While Qualcomm can’t deny that it has a policy of supplying chips only to companies licensed to its patent portfolio, its lawyers have nevertheless come up with a multiplicity of attack vectors to make the case against the case against Qualcomm in this context:

They try to define the relevant market broadly enough to be able to claim they didn’t have a monopoly.

They deny that the “no license-no chips” policy resulted in the acceptance of supra-FRAND patent royalties by licensees. Qualcomm argues that its standard 5% rate is FRAND anyway. The FTC will have a licensing expert testify to the opposite, and there’s Huawei’s testimony that Qualcomm’s royalties alone account for 80%-90% of its total patent licensing cost, as well as similar testimony from other licensees. In an effort to argue that its royalty rate is accepted regardless of “no license-no chips,” Qualcomm points to companies that, at different points in time, accepted that rate despite not being chipset customers at the time (in some cases because Qualcomm wasn’t even selling chipsets yet).

One of the problems here is comparability, especially of very old license deal that involved foundational patents that have expired since. Foundational patents can be so valuable that even a small number of them gives a patent holder more leverage than a larger number of patents building on breakthrough innovations later (which makes them relatively narrow). And even if Qualcomm had (as it said it might have) already made FRAND pledges with respect to certain patents at the time of concluding a given license deal, the FRAND licensing obligation actually doesn’t kick in until the standard has been adopted and someone requests a license in order to implement the standard.

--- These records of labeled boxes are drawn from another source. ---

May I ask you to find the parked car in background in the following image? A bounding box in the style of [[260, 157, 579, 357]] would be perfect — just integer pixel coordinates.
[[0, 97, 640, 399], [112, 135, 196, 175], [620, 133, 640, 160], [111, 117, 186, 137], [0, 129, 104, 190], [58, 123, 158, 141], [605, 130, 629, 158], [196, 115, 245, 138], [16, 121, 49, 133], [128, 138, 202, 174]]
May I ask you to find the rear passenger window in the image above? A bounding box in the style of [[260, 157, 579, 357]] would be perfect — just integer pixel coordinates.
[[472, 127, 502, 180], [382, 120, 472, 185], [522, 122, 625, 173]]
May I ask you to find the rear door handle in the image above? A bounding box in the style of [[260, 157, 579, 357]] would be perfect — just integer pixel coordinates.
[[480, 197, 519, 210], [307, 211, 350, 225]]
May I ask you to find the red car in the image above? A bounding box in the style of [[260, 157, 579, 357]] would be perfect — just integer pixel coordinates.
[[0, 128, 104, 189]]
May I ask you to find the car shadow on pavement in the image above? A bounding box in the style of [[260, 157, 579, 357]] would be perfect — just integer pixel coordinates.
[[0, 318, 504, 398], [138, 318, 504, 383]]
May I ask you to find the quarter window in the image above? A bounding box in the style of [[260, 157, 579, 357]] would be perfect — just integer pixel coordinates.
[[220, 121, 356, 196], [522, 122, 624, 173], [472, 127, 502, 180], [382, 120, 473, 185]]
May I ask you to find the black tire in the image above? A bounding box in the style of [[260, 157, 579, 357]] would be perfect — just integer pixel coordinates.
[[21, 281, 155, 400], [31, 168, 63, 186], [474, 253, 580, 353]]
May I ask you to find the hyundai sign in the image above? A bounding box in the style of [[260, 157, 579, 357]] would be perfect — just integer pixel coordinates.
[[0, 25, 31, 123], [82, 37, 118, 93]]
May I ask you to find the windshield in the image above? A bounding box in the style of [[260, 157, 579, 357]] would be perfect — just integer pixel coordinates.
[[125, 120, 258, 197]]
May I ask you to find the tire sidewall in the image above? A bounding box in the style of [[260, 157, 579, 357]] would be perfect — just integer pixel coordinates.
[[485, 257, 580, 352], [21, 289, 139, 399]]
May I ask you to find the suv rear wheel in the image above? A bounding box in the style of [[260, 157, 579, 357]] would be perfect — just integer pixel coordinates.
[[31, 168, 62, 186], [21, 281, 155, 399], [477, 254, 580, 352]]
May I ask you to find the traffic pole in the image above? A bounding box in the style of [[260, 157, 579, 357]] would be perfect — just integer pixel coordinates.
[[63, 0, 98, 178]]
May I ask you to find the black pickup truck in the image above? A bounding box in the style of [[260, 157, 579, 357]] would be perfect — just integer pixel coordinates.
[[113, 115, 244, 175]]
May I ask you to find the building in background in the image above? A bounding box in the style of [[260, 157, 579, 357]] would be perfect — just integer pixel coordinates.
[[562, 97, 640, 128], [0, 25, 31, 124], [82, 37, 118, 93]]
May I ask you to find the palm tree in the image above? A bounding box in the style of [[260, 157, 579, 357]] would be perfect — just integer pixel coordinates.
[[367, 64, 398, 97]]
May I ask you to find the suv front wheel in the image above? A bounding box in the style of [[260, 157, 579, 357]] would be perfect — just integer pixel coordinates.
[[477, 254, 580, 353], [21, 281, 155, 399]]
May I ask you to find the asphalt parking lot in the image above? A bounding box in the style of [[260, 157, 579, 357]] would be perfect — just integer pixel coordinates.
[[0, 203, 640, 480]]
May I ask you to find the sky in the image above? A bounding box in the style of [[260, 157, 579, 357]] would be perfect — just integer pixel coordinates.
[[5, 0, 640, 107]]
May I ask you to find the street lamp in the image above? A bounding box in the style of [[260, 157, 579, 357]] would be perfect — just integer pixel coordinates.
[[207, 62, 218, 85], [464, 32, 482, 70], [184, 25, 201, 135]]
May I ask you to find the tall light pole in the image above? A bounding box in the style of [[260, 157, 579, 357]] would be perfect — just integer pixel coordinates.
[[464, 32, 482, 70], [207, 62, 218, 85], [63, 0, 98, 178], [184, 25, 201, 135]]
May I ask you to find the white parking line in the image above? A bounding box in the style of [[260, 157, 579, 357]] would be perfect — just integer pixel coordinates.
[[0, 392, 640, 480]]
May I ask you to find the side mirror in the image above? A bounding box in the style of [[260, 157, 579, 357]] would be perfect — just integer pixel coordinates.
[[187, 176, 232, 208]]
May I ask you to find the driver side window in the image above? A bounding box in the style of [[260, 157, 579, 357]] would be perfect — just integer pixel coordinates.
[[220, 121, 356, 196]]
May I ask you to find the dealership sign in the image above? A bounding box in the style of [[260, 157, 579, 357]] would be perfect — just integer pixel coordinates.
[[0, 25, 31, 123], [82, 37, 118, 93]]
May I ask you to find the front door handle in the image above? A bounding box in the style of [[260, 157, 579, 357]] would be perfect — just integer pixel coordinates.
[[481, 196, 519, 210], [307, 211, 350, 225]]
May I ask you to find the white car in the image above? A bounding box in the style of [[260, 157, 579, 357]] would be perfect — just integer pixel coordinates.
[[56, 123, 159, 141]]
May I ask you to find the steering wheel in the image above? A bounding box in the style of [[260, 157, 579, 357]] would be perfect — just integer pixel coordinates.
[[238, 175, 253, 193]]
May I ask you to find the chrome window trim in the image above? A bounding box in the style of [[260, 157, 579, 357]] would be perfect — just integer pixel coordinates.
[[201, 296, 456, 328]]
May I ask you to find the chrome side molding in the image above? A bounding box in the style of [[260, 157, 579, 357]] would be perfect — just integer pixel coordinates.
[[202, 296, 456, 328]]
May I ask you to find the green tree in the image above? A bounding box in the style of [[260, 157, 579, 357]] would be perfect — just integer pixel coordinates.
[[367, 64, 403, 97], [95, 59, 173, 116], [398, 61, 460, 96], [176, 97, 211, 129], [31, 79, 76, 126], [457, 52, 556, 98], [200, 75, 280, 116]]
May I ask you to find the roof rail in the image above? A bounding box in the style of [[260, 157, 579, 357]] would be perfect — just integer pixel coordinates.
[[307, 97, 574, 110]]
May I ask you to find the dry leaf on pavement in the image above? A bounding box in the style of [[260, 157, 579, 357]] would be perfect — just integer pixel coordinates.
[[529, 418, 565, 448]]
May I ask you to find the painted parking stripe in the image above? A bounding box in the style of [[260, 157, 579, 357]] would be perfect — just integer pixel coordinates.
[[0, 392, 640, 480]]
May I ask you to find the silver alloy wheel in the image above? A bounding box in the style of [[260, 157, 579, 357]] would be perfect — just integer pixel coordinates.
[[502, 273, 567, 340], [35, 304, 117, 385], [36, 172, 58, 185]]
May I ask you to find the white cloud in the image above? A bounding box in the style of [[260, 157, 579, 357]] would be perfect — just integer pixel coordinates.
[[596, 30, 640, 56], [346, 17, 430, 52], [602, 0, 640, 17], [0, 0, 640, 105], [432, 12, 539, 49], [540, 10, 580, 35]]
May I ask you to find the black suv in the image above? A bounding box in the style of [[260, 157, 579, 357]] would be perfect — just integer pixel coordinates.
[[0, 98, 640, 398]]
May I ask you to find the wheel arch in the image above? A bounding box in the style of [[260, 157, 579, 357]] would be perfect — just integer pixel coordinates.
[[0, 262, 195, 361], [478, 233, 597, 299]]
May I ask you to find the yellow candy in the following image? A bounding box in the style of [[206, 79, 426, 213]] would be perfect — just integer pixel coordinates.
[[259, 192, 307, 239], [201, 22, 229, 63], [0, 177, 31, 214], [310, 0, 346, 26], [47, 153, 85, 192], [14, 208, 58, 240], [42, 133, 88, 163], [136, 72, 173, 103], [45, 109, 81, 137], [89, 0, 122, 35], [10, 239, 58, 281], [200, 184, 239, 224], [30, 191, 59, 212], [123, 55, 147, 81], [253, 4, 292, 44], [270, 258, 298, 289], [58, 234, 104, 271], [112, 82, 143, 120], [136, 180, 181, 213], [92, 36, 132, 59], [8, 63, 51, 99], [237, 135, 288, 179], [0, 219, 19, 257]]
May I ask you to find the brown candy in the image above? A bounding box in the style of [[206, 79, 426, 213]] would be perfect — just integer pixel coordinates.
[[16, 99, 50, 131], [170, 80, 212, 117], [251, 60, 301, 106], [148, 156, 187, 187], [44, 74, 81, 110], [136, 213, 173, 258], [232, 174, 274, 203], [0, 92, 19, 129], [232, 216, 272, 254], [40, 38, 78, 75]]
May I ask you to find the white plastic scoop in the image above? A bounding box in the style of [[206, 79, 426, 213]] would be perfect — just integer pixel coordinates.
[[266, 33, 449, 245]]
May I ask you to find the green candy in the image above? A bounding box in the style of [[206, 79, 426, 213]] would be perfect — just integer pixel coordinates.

Qualcomm’s last line of defense is to claim that there was no bottom-line (rule of reason) anticompetitive harm. First, they categorically deny that there would have been anticompetitive harm even if some companies had accepted supra-FRAND royalties; but that’s not really a mainstream position under the case law, no matter how badly Assistant Attorney General Makan Delrahim would like things to work that way. Second, they stress that they never actually did cut off, or would ultimately actually have cut off, chip supplies. Third, they say that whoever threatened anyone with a cutoff of chip supplies if someone didn’t take a patent license (particularly, Eric Reifschneider) wouldn’t have had the authority anyway to make a decision on chipset shipments. That point was stressed in particular by Qualcomm president Cristiano Amon.

At this point, I’m unconvinced of those defenses being strong enough to avoid a holding that at least some of Qualcomms behavior in the “no license-no chips” context was an antitrust violation and indeed caused anticompetitive harm (in the form of consumers ultimately paying higher prices for their wireless devices). I said “at this point” because there will be seven more trial days, and some testimony was sealed.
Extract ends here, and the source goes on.